Enrichment and analysis of rice seedling ubiquitin-related proteins using four UBA domains (GST-qUBAs)

• Published in: Plant science (Limerick) Vol. 229; pp. 172 - 180
• Main Authors: Meng, Qingshi, Rao, Liqun, Pan, Yinghong
• Format: Journal Article
• Language: English
• Published: Ireland Elsevier B.V 01.12.2014
• Subjects: Affinity enrichment; Amino Acid Sequence; Chromatography, Affinity; Glutathione Transferase - metabolism; Mass spectrometry; Molecular Sequence Data; Oryza - metabolism; Oryza sativa; Plant Proteins - chemistry; Plant Proteins - metabolism; Polyubiquitin - metabolism; Protein Processing, Post-Translational; Protein Structure, Tertiary; Recombinant Fusion Proteins - metabolism; Seedlings - metabolism; Ubiquitin; Ubiquitin - chemistry; Ubiquitin - metabolism; Ubiquitin ligases; Ubiquitin-associated domain; Ubiquitin-Protein Ligases - metabolism; Ubiquitinated Proteins - isolation & purification; Ubiquitin; DUBs; CAA; E3s; E1s; E2s; IAA; HCD; Ubiquitin ligases; Oryza sativa; Ubiquitin-associated domain; UBA; PMSF; FDR; UBD; MIU; UIM; IPTG; Affinity enrichment; GST-qUBAs; Mass spectrometry
• ISSN: 0168-9452; 1873-2259
• DOI: 10.1016/j.plantsci.2014.09.002

•Found a UBA domain to high-efficiently interacting with polyubiquitin chain.•Developed two-step method for enriching ubiquitinated proteins.•The enrichment efficiency of ubiquitinated protein increased more than three times.•170 ubiquitin-related proteins were identified from rice seedling.
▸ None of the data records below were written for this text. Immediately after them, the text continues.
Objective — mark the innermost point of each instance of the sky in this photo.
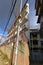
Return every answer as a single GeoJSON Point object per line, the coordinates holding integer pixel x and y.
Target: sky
{"type": "Point", "coordinates": [4, 14]}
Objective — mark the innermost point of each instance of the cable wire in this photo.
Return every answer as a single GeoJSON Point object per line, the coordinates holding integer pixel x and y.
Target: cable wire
{"type": "Point", "coordinates": [10, 15]}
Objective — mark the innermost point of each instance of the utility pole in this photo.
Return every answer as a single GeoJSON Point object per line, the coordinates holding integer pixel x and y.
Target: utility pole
{"type": "Point", "coordinates": [18, 37]}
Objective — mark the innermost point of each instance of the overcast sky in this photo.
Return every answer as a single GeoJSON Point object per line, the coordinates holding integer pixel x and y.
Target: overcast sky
{"type": "Point", "coordinates": [4, 14]}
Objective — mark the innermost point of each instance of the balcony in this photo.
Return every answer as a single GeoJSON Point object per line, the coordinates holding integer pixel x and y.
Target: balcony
{"type": "Point", "coordinates": [36, 56]}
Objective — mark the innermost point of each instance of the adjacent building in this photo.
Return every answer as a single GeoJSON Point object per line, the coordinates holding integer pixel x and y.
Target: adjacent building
{"type": "Point", "coordinates": [39, 13]}
{"type": "Point", "coordinates": [36, 48]}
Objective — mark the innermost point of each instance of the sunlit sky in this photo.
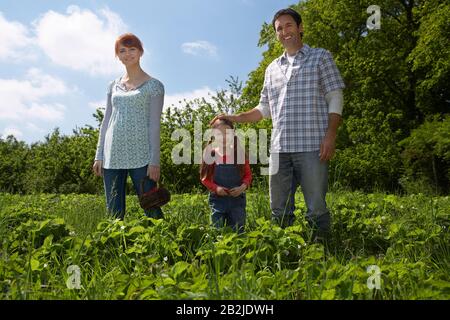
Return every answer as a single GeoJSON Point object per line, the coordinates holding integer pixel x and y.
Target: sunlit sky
{"type": "Point", "coordinates": [57, 56]}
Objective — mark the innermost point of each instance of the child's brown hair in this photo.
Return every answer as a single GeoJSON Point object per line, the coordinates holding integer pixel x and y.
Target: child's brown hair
{"type": "Point", "coordinates": [206, 170]}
Protein ubiquitination is a common posttranslational modification that often occurs on lysine residues. It controls the half-life, interaction and trafficking of intracellular proteins and is involved in different plant development stages and responses to environment stresses. Four Ubiquitin-Associated (UBA) domains were sequentially fused with Glutathione S-transferase (GST) tag (GST-qUBA) as bait protein in this study. A two-step affinity protocol was successfully developed and the identification of ubiquitinated proteins and their interaction proteins increased almost threefold compared to methods that directly identify ubiquitinated proteins from crude samples. A total of 170 ubiquitin-related proteins were identified in GST-qUBAs enriched samples taken from rice seedlings. There were 134 ubiquitinated proteins, 5 ubiquitin-activating enzymes (E1s), 5 ubiquitin-conjugating enzymes (E2s), 19 ubiquitin ligases (E3s) and 7 deubiquitinating enzymes (DUBs), which all contained various key factors that regulated a wide range of biological processes. Moreover, a series of novel ubiquitinated proteins and E3s were identified that had not been previously reported. This study investigated a high-efficiency method for identifying novel ubiquitinated proteins involved in biological processes and a primary mapping of the ubiquitylome during rice seedling development, which could extend our understanding of how ubiquitin modification regulates plant proteins, pathways and cellular processes.